- Texte visé : Proposition de loi d’urgence visant à exonérer les apprentis de la contribution sociale généralisée et de la contribution pour le remboursement de la dette sociale, n° 1952
- Stade de lecture : 1ère lecture (1ère assemblée saisie)
- Examiné par : Commission des affaires sociales
Rédiger ainsi cet article :
« I. – Au 7° du II de l’article L. 136‑1‑1 du code de la sécurité sociale, le taux : « 50 % » est remplacé par le taux : « 79 % ».
« II. – La perte de recettes pour l’État est compensée à due concurrence par la création d’une taxe additionnelle à l’accise sur les tabacs prévue au chapitre IV du titre Ier du livre III du code des impositions sur les biens et services.
« III. – La perte de recettes pour les collectivités territoriales est compensée à due concurrence par la majoration de la dotation globale de fonctionnement et, corrélativement pour l’État, par la création d’une taxe additionnelle à l’accise sur les tabacs prévue au chapitre IV du titre Ier du livre III du code des impositions sur les biens et services.
« IV. – La perte de recettes pour les organismes de sécurité sociale est compensée à due concurrence par la majoration de l’accise sur les tabacs prévue au chapitre IV du titre Ier du livre III du code des impositions sur les biens et services. »
À défaut de retenir une exonération totale de CSG et de CRDS sur la rémunération des apprentis, le présent amendement de repli propose une solution d’équilibre.
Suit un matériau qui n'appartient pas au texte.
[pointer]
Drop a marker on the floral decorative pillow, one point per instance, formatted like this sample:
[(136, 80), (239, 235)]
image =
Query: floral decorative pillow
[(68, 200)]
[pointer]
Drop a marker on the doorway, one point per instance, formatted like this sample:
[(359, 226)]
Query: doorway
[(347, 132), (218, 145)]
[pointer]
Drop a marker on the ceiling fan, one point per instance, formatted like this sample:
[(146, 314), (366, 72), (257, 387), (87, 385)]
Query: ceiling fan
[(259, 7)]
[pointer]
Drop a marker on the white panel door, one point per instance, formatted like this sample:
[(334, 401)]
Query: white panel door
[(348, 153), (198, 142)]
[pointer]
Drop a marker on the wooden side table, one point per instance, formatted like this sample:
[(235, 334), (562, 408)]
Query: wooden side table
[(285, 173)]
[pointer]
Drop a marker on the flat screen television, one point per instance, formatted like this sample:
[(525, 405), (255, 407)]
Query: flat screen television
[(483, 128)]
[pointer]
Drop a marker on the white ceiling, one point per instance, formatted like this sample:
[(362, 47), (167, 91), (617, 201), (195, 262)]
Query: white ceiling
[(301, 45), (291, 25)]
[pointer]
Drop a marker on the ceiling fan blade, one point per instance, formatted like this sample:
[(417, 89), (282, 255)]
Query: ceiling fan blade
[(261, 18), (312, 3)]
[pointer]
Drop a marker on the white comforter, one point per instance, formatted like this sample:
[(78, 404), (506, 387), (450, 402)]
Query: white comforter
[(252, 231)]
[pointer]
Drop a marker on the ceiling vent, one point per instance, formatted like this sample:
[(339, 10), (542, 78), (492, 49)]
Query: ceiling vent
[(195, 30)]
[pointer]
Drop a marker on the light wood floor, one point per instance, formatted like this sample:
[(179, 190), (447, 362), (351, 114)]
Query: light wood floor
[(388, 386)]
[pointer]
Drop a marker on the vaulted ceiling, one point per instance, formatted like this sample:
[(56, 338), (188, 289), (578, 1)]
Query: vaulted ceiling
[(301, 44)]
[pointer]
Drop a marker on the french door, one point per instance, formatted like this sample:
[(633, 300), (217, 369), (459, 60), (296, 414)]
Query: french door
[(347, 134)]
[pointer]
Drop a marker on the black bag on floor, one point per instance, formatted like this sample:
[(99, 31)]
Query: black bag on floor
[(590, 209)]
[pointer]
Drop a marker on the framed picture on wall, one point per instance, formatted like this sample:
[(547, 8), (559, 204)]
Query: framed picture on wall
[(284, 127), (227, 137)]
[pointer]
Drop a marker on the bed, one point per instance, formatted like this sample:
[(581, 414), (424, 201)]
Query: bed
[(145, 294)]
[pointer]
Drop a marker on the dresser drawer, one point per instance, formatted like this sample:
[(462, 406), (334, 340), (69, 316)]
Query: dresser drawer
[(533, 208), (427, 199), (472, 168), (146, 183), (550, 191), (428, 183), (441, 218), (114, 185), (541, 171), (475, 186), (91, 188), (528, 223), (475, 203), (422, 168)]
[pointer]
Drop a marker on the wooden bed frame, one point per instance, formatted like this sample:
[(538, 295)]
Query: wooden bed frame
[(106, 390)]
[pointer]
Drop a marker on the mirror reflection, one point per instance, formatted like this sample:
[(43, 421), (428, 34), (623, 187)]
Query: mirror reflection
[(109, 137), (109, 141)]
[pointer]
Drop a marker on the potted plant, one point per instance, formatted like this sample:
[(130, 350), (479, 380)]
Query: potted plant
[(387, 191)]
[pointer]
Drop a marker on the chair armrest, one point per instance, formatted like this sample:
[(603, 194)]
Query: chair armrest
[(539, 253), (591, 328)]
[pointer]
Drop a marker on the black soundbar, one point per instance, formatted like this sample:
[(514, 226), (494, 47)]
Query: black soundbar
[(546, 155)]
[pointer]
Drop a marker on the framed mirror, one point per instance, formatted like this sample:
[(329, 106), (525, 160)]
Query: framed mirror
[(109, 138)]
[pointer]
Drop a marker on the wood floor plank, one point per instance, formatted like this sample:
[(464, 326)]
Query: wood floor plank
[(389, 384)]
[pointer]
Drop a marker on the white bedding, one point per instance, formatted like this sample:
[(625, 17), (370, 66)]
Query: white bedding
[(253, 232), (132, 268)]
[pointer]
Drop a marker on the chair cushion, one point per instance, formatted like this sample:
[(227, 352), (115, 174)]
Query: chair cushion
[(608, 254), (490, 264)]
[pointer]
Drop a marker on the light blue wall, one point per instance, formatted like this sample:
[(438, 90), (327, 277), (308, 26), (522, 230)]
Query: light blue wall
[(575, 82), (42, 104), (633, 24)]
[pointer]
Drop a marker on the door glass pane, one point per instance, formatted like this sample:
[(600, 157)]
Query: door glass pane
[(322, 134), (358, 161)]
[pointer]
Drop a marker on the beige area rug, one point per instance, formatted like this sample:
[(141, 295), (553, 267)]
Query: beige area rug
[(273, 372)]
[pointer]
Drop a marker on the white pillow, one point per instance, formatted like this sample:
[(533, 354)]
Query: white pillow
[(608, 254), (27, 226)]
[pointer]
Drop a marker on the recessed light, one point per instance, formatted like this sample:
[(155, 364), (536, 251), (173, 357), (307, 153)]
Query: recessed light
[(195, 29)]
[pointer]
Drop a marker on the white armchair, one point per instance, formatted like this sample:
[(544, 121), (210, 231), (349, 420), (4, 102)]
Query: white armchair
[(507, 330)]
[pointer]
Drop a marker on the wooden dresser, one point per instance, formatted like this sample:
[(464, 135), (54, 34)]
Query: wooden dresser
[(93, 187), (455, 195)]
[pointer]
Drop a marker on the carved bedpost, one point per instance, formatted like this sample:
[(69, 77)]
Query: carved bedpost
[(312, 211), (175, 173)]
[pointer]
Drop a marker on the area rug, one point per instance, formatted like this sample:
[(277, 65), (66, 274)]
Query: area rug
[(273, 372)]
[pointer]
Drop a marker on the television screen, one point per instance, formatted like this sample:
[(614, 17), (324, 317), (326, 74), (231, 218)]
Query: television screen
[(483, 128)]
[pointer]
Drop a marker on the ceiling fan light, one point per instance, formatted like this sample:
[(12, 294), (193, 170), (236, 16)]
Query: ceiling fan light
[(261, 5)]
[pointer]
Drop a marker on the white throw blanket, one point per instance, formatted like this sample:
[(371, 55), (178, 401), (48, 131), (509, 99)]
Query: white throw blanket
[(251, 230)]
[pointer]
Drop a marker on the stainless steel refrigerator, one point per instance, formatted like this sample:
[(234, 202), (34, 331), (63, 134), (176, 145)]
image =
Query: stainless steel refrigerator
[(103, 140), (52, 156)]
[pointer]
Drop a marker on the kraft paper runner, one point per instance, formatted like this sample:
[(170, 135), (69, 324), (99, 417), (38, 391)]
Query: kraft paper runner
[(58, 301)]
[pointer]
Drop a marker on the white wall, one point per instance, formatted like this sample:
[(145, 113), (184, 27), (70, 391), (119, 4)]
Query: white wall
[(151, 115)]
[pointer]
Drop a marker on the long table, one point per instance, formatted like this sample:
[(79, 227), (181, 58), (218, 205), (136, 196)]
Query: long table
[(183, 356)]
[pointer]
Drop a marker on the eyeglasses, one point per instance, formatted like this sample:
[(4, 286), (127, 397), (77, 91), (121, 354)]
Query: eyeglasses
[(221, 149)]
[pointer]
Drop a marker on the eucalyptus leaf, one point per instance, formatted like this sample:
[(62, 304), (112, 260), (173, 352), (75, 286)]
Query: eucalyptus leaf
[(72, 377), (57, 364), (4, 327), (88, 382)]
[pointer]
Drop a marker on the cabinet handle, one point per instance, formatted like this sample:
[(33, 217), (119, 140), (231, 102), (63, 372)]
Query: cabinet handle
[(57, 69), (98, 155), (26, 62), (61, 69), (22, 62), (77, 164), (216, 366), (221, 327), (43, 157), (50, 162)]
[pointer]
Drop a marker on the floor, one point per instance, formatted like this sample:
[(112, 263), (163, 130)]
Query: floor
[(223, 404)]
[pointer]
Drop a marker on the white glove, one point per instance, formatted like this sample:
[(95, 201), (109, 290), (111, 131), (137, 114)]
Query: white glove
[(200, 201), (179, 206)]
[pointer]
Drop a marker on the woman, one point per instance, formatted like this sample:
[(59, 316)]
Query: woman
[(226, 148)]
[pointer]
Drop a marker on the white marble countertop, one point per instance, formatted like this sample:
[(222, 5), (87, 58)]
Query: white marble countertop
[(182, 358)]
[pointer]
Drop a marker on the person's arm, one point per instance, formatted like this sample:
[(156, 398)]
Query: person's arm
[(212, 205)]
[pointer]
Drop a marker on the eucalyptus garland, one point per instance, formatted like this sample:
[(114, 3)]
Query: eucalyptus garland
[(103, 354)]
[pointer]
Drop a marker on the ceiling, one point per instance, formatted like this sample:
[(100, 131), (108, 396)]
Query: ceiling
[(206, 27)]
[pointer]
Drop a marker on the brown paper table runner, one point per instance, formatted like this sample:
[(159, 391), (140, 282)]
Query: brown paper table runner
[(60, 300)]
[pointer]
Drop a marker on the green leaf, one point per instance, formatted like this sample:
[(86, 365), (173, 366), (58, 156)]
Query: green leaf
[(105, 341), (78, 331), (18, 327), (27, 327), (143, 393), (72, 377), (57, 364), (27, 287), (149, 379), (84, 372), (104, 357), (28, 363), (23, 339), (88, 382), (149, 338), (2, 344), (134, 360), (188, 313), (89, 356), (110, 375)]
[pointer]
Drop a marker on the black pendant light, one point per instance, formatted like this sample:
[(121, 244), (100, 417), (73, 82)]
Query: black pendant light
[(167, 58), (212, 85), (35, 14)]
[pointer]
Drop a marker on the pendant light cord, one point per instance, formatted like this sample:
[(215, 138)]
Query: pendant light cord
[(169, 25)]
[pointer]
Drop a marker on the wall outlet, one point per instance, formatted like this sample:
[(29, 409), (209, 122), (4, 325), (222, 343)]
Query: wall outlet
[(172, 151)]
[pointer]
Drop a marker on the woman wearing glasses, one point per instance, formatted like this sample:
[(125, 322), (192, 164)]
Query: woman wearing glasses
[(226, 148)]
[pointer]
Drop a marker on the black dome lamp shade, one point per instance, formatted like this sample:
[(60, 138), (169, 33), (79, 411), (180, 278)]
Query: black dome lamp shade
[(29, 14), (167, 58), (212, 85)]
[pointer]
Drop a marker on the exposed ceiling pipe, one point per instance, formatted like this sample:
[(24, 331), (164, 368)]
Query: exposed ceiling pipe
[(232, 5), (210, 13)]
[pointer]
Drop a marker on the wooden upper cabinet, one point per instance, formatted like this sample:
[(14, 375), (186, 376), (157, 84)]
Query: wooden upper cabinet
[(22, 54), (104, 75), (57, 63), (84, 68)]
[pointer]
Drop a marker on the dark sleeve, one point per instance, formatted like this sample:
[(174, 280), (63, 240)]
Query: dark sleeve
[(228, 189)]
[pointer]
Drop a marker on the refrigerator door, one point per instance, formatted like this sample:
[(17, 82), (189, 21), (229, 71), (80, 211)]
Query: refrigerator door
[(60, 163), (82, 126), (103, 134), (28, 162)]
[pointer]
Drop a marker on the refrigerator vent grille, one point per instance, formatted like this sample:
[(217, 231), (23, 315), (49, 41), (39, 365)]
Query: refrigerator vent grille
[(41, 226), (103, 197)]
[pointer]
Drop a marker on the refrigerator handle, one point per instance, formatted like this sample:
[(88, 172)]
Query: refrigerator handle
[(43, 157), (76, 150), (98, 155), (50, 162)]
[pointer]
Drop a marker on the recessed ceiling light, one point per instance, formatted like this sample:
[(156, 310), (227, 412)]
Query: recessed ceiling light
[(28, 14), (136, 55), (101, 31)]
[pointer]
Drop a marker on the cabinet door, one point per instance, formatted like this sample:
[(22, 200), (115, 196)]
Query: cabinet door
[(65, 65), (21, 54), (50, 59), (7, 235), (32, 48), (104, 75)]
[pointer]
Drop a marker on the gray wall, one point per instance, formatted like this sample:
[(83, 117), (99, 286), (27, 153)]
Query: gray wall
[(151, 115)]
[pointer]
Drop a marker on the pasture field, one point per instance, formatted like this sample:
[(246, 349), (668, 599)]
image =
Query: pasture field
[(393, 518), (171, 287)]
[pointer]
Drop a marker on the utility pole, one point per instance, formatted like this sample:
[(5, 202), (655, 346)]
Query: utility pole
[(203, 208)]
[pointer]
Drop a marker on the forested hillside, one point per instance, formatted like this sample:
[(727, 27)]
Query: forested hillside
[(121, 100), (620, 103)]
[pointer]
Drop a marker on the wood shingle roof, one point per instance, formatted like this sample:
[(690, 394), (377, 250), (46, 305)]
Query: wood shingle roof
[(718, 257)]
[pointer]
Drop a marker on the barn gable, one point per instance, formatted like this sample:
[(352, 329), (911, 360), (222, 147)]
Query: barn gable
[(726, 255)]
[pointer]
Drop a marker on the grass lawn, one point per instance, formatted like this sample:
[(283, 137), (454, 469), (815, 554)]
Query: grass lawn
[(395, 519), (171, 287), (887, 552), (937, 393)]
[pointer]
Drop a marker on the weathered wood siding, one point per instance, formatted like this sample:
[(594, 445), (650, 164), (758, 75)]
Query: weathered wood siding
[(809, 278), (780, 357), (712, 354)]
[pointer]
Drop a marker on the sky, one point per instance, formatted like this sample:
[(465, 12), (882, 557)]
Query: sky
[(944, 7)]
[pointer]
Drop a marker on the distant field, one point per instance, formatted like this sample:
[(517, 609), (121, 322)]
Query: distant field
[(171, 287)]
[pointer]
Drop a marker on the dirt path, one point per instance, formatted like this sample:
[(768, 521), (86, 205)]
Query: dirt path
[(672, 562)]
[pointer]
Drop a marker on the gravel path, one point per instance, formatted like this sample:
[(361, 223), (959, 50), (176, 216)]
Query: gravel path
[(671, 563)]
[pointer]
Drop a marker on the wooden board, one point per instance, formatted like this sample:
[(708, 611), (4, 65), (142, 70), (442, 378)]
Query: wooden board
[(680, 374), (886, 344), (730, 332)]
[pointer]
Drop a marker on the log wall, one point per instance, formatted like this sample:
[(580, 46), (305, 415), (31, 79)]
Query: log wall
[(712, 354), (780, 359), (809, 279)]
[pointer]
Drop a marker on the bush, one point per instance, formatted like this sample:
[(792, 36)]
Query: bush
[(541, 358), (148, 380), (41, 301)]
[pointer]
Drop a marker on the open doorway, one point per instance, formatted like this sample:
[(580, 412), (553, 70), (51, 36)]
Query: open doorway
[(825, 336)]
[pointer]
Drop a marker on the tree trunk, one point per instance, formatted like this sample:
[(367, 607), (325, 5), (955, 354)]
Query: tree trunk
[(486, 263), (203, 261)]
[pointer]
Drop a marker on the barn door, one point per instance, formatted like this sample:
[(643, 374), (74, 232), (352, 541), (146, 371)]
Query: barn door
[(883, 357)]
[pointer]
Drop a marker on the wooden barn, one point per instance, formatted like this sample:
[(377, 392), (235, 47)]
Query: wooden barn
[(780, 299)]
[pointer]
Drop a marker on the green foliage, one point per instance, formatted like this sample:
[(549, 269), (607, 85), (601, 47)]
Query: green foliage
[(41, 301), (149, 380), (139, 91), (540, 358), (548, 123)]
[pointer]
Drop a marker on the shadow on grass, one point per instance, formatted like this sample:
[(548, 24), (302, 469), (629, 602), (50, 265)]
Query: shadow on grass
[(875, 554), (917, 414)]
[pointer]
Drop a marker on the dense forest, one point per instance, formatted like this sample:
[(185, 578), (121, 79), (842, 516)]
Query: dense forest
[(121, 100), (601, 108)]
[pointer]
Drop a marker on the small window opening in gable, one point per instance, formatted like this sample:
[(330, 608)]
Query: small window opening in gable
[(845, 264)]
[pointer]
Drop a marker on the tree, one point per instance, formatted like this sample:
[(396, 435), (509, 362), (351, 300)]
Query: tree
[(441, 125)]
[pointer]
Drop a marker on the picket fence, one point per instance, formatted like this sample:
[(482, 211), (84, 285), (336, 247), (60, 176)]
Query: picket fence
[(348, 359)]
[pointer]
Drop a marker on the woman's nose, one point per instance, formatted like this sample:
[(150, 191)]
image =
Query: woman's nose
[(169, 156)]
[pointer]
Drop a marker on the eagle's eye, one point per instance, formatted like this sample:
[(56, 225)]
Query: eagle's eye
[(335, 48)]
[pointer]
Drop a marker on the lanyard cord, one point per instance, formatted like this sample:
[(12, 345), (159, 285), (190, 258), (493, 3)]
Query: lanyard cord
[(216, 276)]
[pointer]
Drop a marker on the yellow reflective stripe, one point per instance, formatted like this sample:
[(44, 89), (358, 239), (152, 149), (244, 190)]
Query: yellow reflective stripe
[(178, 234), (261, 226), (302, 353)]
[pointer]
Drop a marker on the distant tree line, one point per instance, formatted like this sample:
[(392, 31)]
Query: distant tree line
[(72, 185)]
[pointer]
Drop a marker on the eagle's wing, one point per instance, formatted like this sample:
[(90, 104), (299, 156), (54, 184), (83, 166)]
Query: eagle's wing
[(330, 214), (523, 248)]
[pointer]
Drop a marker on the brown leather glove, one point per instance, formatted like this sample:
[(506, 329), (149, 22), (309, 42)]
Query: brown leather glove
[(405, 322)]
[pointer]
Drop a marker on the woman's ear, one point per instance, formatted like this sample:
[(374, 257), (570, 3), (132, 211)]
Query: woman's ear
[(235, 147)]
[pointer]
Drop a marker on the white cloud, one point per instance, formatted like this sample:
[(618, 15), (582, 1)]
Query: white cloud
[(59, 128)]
Il s’agit de préserver le pouvoir d’achat des apprentis aux revenus les plus modestes, tout en tenant compte de la situation financière exigeante de notre pays.
En fixant un plafond d’exonération pour la part au delà de 79 % du SMIC, cet amendement est mieux-disant que le droit actuel, qui limite l’exonération à une rémunération plafonnée à 50 % au-dessus du SMIC. Depuis la publication du décret du 28 mars 2025 réduisant l’exonération de CSG/CRDS, la rémunération nette des apprentis a été fortement amputée, avec des pertes pouvant aller jusqu’à 187 € selon leur âge et leur niveau de formation.
Préserver les salaires les plus bas tout en préservant nos finances publiques, tel est l’objet de cet amendement.